2008 International Conference on Parallel Architectures and Compilation Techniques (PACT)

Pub Date : 2008-10-25 DOI: 10.1145/1454115.1454122

Katherine E. Coons, Behnam Robatmili, Matthew E. Taylor, Bertrand A. Maher, D. Burger, K. McKinley

Communication overheads are one of the fundamental challenges in a multiprocessor system. As the number of processors on a chip increases, communication overheads and the distribution of computation and data become increasingly important performance factors. Explicit Dataflow Graph Execution (EDGE) processors, in which instructions communicate with one another directly on a distributed substrate, give the compiler control over communication overheads at a fine granularity. Prior work shows that compilers can effectively reduce fine-grained communication overheads in EDGE architectures using a spatial instruction placement algorithm with a heuristic-based cost function. While this algorithm is effective, the cost function must be painstakingly tuned. Heuristics tuned to perform well across a variety of applications leave users with little ability to tune performance-critical applications, yet we find that the best placement heuristics vary significantly with the application. First, we suggest a systematic feature selection method that reduces the feature set size based on the extent to which features affect performance. To automatically discover placement heuristics, we then use these features as input to a reinforcement learning technique, called Neuro-Evolution of Augmenting Topologies (NEAT), that uses a genetic algorithm to evolve neural networks. We show that NEAT outperforms simulated annealing, the most commonly used optimization technique for instruction placement. We use NEAT to learn general heuristics that are as effective as hand-tuned heuristics, but we find that improving over highly hand-tuned general heuristics is difficult. We then suggest a hierarchical approach to machine learning that classifies segments of code with similar characteristics and learns heuristics for these classes. This approach performs closer to the specialized heuristics. Together, these results suggest that learning compiler heuristics may benefit from both improved feature selection and classification.

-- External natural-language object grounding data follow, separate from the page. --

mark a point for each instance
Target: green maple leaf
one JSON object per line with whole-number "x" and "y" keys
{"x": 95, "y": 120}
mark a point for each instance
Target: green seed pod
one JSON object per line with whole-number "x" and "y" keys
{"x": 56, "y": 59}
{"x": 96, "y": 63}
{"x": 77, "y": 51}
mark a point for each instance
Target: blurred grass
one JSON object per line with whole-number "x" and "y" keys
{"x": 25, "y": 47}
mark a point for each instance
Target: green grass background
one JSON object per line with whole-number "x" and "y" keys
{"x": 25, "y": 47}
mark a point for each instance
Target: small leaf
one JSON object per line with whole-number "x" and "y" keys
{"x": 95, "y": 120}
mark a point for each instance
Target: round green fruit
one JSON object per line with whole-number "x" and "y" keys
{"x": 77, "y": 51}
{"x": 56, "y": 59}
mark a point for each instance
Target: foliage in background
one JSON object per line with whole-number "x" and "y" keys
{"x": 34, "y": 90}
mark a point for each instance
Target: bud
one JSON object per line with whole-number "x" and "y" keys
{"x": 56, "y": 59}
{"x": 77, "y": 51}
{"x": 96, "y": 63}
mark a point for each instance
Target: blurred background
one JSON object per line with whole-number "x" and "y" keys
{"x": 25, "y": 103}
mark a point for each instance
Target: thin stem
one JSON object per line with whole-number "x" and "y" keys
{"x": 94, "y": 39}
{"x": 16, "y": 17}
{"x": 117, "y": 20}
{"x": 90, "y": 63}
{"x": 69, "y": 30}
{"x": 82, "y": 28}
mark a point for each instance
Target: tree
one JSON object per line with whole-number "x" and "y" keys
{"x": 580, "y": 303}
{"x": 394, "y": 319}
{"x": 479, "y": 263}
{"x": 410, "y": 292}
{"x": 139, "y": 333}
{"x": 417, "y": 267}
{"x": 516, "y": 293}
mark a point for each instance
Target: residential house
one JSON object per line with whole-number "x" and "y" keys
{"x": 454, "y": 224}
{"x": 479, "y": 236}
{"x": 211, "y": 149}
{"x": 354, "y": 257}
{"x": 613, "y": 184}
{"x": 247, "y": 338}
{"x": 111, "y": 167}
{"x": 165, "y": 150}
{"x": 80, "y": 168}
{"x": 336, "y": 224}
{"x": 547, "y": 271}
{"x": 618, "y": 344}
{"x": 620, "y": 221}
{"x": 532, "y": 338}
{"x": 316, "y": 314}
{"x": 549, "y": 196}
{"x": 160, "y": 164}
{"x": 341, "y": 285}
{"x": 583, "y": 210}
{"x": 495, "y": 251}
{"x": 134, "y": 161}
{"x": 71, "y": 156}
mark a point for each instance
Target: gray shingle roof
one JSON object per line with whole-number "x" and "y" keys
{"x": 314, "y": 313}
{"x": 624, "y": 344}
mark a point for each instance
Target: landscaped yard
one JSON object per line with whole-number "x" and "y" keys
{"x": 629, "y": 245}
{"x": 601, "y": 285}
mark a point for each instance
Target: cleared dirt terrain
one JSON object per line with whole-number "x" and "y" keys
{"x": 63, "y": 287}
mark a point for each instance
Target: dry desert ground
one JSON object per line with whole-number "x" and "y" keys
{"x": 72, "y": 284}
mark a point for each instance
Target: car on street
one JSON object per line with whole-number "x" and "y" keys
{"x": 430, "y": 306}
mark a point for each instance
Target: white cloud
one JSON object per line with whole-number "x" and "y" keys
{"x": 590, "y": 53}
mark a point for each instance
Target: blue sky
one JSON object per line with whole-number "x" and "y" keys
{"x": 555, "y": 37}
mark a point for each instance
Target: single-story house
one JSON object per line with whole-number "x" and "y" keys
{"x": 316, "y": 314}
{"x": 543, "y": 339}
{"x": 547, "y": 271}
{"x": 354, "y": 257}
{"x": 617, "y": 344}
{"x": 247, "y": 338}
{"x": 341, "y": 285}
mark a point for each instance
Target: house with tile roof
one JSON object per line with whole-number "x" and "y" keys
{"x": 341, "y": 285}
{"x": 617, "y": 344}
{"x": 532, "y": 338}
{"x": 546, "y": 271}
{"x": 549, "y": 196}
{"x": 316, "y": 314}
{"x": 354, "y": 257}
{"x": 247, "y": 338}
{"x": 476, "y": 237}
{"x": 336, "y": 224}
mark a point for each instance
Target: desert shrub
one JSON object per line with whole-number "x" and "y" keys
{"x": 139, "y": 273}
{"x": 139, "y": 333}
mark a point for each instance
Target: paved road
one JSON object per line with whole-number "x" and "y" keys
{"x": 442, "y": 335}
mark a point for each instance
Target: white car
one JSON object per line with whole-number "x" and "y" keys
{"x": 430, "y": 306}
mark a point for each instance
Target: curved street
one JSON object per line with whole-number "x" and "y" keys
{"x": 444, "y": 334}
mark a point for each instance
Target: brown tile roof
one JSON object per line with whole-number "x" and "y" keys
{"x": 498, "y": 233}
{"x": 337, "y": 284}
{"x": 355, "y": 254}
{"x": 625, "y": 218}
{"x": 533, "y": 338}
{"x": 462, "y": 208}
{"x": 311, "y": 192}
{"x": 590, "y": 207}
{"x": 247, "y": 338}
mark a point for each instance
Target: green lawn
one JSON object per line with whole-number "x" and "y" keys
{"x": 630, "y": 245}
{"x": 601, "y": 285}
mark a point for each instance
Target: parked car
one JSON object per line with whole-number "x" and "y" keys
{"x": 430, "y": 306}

通信开销是多处理器系统的基本挑战之一。随着芯片上处理器数量的增加，通信开销以及计算和数据的分布成为越来越重要的性能因素。显式数据流图执行(Explicit Dataflow Graph Execution, EDGE)处理器，其中指令在分布式基板上直接相互通信，使编译器能够以精细的粒度控制通信开销。先前的研究表明，使用基于启发式成本函数的空间指令放置算法，编译器可以有效地减少EDGE架构中的细粒度通信开销。虽然这种算法是有效的，但代价函数必须经过艰苦的调整。为了在各种应用程序中表现良好而调整的启发式方法使用户几乎没有能力调整性能关键型应用程序，但我们发现最佳放置启发式方法因应用程序而异。首先，我们提出了一种系统的特征选择方法，该方法根据特征对性能的影响程度来减小特征集的大小。为了自动发现放置启发式，我们将这些特征作为强化学习技术的输入，称为增强拓扑的神经进化(NEAT)，该技术使用遗传算法来进化神经网络。我们证明了NEAT优于模拟退火，这是最常用的指令放置优化技术。我们使用NEAT来学习与手动调整的启发式一样有效的一般启发式，但是我们发现要改进高度手动调整的一般启发式是很困难的。然后，我们提出了一种分层的机器学习方法，对具有相似特征的代码片段进行分类，并为这些类学习启发式方法。这种方法更接近于专门的启发式方法。总之，这些结果表明，学习编译器启发式可能受益于改进的特征选择和分类。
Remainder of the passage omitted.